Italy's Snam Takes Steps to Guarantee Gas Flows During Coronavirus Outbreak

MILAN (Reuters) — Italian gas grid operator Snam has put in place emergency measures to ensure it can keep gas flowing during the coronavirus outbreak. 

The state-controlled group, which manages the national grid from a center in Milan, said it had put into action a maximum security protocol to run its operation in two-week shifts.

"Before the start of the shift, the whole team is tested to ensure they are COVID negative, and then placed into isolated accommodation near the dispatching center, where they work and live safely 24/7 for 14 days before being relieved by another shift," Alvera said.

Italy is currently tackling the worst coronavirus outbreak in Europe and there has been concern about the risks for key energy facilities should the crisis persist.

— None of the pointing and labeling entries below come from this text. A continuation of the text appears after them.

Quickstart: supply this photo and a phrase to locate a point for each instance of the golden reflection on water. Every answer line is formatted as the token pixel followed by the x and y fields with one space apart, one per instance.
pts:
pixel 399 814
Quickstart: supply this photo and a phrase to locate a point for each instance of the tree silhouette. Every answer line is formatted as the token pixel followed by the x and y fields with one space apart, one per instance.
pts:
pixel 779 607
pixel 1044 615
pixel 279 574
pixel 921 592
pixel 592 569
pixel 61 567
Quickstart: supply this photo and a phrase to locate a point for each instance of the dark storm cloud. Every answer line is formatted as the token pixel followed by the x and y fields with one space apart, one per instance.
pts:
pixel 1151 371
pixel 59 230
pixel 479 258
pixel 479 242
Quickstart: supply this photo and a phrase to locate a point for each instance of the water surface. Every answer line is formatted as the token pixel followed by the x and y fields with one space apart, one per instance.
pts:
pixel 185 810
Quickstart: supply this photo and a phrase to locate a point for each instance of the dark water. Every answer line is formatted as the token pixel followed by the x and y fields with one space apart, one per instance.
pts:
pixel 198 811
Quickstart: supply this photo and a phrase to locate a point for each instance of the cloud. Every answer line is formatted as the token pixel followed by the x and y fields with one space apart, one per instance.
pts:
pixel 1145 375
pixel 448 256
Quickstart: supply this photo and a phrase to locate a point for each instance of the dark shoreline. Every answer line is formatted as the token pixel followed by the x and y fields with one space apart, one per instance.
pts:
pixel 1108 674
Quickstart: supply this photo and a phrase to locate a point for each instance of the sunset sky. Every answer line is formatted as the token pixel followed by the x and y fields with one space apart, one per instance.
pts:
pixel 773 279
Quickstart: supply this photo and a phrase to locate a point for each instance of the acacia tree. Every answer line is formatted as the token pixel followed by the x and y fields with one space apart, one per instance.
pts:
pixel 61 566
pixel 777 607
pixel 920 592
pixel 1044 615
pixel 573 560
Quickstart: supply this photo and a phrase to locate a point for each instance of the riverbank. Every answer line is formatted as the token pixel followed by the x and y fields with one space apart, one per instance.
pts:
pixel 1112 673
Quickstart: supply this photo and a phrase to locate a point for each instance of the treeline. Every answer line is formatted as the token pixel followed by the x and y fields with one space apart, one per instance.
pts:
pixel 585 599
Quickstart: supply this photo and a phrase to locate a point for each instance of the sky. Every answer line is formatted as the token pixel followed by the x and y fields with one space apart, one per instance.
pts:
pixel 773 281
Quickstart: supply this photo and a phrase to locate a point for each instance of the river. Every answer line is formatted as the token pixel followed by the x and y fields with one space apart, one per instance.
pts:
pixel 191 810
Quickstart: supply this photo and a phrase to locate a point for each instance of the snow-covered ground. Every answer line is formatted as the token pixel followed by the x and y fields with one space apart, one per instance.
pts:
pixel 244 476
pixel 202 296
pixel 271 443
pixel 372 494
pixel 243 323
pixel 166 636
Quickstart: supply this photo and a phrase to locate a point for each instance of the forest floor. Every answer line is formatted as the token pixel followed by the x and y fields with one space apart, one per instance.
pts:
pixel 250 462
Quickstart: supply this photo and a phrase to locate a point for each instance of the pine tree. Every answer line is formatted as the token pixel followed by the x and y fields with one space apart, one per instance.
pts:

The epidemic, which has already claimed almost 3,000 lives in Italy, is expected to push the country into its fourth recession in just 12 years and batter company balance sheets.

Snam, Europe's biggest gas pipeline company, said it had halted work at around half its construction sites in Italy and delayed investments.

"We remain broadly on track on our main (construction) milestones but we may need to cut the number further down as we progress," Snam CEO Marco Alvera said in a conference call.

Snam, which makes most of its revenue from its regulated gas transport business in Italy, has pledged to spend 6.5 billion euros ($7 billion) to 2023, most of it on its transmission grid.

The group, which runs almost 42,000 kilometers (26,000 miles) of grid, also owns gas storage operations, LNG terminals and pipeline assets abroad including a 20% stake in the giant TAP pipeline that will bring Azeri gas to Europe.

"I can confirm startup of TAP by the end of 2020," Alvera said.

Alvera said the group was actively in contact with the main gas shippers in Russia, Libya and Algeria to monitor possible risks to the supply chain caused by the coronavirus outbreak.

Italy imports around 90% of its gas demand and relies on imports from Russia to help fire its power plants.

Snam, which is targeting net profits this year of 1.1 billion euros, said it was hard to accurately estimate the impact of the coronavirus but said it expected only a minor impact on its 2020 results.

"It will be limited - single digit at this stage," Alvera said.

The CEO, a former manager at oil and gas group Eni, said the group's financial position was solid and it did not expect any impact on shareholder returns.

"Our dividend policy is sound and I don't expect any change whatsoever," Alvera said.